Dresden 2011 – scientific programme
Parts | Days | Selection | Search | Updates | Downloads | Help
BP: Fachverband Biologische Physik
BP 26: Biophysics II: Mechanics and Flow in Biological Systems (joint AG jDPG, BP)
BP 26.2: Invited Talk
Thursday, March 17, 2011, 11:00–11:30, HSZ 201
What sperm head wiggling can tell us about flagellar hydrodynamics — •B.M. Friedrich1, I.H. Riedel-Kruse3, J. Howard4, and F. Julicher2 — 1Weizmann Institute of Science - Department of Materials and Interfaces, Rehovot, Israel — 2Max-Planck-Institute for the Physics of Complex Systems, Dresden, Germany — 3Stanford University, Stanford, USA — 4Max Planck Institute of Molecular Cell Biology and Genetics, Dresden, Germany
Sperm cells propel themselves in a liquid by generating regular bending waves of their whip-like flagellum. At the relevant length and time scales of sperm swimming, inertia is negligible and self-propulsion is achieved purely by viscous forces. The shape of the flagellar beat determines the path along which a sperm cells swims.
To test a simple hydrodynamic theory of flagellar propulsion known as resistive force theory, we conducted high-precision measurements of the head and flagellum motions during circular swimming of bull spermatozoa near a surface. On short time-scales, the sperm head "wiggled" around an averaged path with the frequency of the flagellar beat. We found that the fine-structure of sperm swimming represented by this rapid wiggling is, to high accuracy, accounted for by resistive force theory and results from balancing forces and torques generated by the beating flagellum. By comparing experiment and theory, we could determine the hydrodynamic friction coefficients of the flagellum.
On time-scales longer than the flagellar beat cycle, sperm cells followed circular paths of non-zero curvature due to an asymmetry of their flagellar bending waves, in agreement with quantitative predictions of resistive force theory.
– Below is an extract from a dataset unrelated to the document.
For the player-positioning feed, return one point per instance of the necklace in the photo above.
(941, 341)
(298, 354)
Finally, I will discuss how sperm cells can actively regulate the non-zero curvature of their swimming paths and address the relation to sperm navigation in a concentration gradient of a chemoattractant.
References J. Gray, G. T. Hancock, J. exp. Biol. 32 (1955). B.M. Friedrich, I.H. Riedel-Kruse, J. Howard, F. Julicher, J. exp. Biol. 213 (2010).